Betapa tidak, disudut-sudut wilayah Ibu Kota, perayaan ini berlalu tanpa bekas, bahkan luput dari perhatian sebagian warganya. Pemandangan ini sangat kontras jika dibandingkan dengan tahun-tahun sebelumnya. Dipelosok perkampungan dan kelurahan, hiasan kota maupun spanduk ucapan kini seakan sirna.
Perayaan dan dekorasi hanya terpusat di jalan-jalan protokol atau tempat-tempat prestisius yang berada jauh dari permukiman padat penduduk.
Bagi orang kelas bawah, kemeriahan yang dipusatkan di ruang-ruang publik pusat kota terasa sangat berjarak. Realitas hari Senin ( 22 /6 /2026 ) membuat mereka lebih memikirkan masalah perut ketimbang ikut berpesta.
Adalah Pak Ocid, warga Jakarta Timur yang mengaku tidak mengetahui bahwa Jakarta sedang berulang tahun.

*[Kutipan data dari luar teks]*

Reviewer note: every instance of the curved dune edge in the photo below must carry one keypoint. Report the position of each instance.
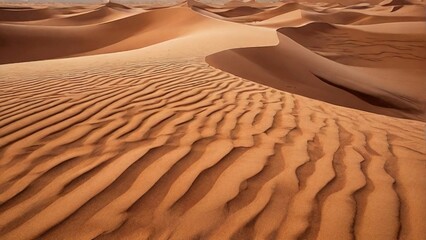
(130, 151)
(156, 144)
(372, 83)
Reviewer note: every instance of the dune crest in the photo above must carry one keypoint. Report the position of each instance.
(129, 149)
(260, 121)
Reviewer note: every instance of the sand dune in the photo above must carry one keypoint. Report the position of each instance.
(117, 34)
(130, 152)
(170, 141)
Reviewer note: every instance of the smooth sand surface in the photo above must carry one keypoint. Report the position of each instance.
(208, 127)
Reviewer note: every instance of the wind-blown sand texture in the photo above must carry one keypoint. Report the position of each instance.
(155, 143)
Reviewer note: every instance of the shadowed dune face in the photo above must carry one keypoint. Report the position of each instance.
(155, 143)
(148, 150)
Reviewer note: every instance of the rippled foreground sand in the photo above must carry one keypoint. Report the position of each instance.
(155, 143)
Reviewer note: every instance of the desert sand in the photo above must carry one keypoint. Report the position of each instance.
(297, 120)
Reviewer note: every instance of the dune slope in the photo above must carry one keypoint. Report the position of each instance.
(24, 42)
(146, 150)
(155, 143)
(374, 86)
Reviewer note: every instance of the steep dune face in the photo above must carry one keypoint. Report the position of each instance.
(155, 143)
(376, 90)
(147, 150)
(360, 48)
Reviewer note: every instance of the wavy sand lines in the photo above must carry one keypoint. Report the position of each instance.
(181, 150)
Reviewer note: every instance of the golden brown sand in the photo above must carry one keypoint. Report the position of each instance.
(154, 143)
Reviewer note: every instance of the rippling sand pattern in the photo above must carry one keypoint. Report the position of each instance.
(147, 150)
(157, 144)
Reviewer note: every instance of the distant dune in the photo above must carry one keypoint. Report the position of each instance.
(301, 120)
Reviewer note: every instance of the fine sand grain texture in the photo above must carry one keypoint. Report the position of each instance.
(231, 122)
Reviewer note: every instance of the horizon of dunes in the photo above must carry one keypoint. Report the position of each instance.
(297, 120)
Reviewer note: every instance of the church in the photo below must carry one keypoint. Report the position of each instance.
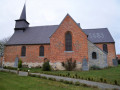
(58, 43)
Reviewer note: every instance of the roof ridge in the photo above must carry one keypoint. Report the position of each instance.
(43, 26)
(96, 28)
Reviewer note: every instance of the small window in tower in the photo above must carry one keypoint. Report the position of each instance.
(105, 48)
(23, 51)
(94, 55)
(41, 50)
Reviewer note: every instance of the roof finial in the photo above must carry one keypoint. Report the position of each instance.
(23, 14)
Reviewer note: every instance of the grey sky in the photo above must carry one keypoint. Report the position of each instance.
(89, 13)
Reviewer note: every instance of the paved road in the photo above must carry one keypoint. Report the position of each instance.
(21, 73)
(58, 78)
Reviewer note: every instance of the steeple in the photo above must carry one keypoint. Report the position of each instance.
(23, 14)
(22, 24)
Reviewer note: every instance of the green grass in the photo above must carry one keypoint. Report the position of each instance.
(110, 74)
(10, 81)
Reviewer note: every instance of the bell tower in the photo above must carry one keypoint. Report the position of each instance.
(22, 24)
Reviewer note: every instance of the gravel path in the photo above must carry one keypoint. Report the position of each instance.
(58, 78)
(91, 83)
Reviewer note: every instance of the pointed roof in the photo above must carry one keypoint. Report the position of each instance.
(23, 14)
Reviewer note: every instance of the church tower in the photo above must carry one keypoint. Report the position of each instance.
(22, 24)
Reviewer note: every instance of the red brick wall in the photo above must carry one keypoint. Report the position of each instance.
(32, 53)
(111, 52)
(79, 42)
(118, 57)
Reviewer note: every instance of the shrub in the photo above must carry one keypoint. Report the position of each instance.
(44, 77)
(76, 75)
(66, 82)
(68, 74)
(115, 82)
(69, 64)
(89, 78)
(61, 80)
(105, 81)
(11, 68)
(46, 66)
(77, 83)
(94, 67)
(101, 79)
(19, 63)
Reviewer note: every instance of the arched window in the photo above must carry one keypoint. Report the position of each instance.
(41, 50)
(68, 41)
(105, 48)
(23, 51)
(94, 55)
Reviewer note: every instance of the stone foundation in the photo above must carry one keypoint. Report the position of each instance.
(55, 66)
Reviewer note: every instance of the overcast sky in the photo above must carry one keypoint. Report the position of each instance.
(89, 13)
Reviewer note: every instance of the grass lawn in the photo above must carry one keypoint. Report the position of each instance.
(10, 81)
(110, 74)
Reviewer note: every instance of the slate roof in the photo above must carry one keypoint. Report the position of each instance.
(41, 34)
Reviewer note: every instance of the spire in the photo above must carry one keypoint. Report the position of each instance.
(23, 14)
(22, 24)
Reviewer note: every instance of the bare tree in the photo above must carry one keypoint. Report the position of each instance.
(2, 45)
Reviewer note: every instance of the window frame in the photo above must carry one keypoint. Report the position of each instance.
(41, 51)
(105, 48)
(94, 55)
(68, 41)
(23, 51)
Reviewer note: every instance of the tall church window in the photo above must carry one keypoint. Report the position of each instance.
(41, 50)
(105, 48)
(23, 51)
(68, 41)
(94, 55)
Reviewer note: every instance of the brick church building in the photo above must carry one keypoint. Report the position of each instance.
(59, 42)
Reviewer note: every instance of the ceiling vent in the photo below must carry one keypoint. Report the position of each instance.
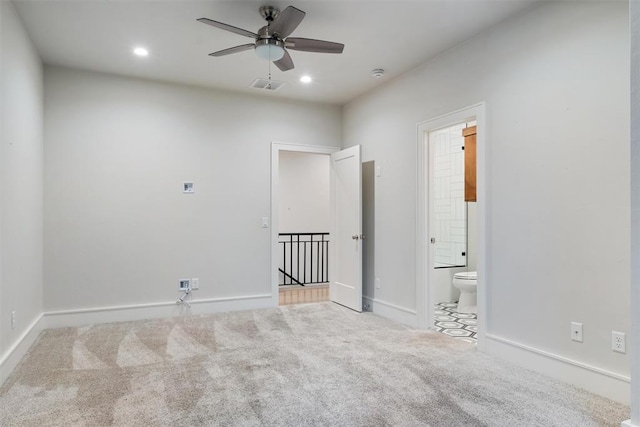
(264, 84)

"Waduh, nggak ngerti. Kalau dulu kita tahu karena tiap kelurahan ada hiasan atau ucapan HUT Jakarta, sekarang sepi dan kita juga sibuk buat dapur ngebul," ujarnya polos.
Kondisi senada juga disampaikan Majid, merasa perayaan HUT Ibu Kota terasa biasa saja, apalagi momen perayaan jatuh pada hari kerja (Senin) di mana masyarakat sibuk mencari nafkah dan sekolah tetap berjalan normal.
"Mestinya tiap 22 Juni dijadikan hari libur khusus bagi warga Jakarta sebagai pengingat ulang tahun Ibu Kota negara," tegas Majid.
Meski Pemerintah Provinsi (Pemprov) DKI Jakarta telah memberikan stimulus berupa fasilitas layanan transportasi terintegrasi serta tiket masuk gratis ke sejumlah tempat wisata seperti Ancol untuk merayakan momen ini, akses tersebut dirasa belum menyentuh akar kebutuhan warga pinggiran secara menyeluruh.
Bagi warga yang berjuang keras untuk mencari nafkah harian, rekreasi bukanlah prioritas utama.
Euforia perayaan HUT ke-499 Jakarta yang lebih dipusatkan pada peresmian infrastruktur dan fasilitas baru memang membawa wajah modern bagi kota ini. Namun, hal tersebut menyisakan pekerjaan rumah.
Harapan warga agar HUT Jakarta bisa dirasakan oleh seluruh kalangan hingga ke sudut-sudut kota menjadi suara penting yang patut didengar dan dievaluasi oleh para pemangku kebijakan.(**).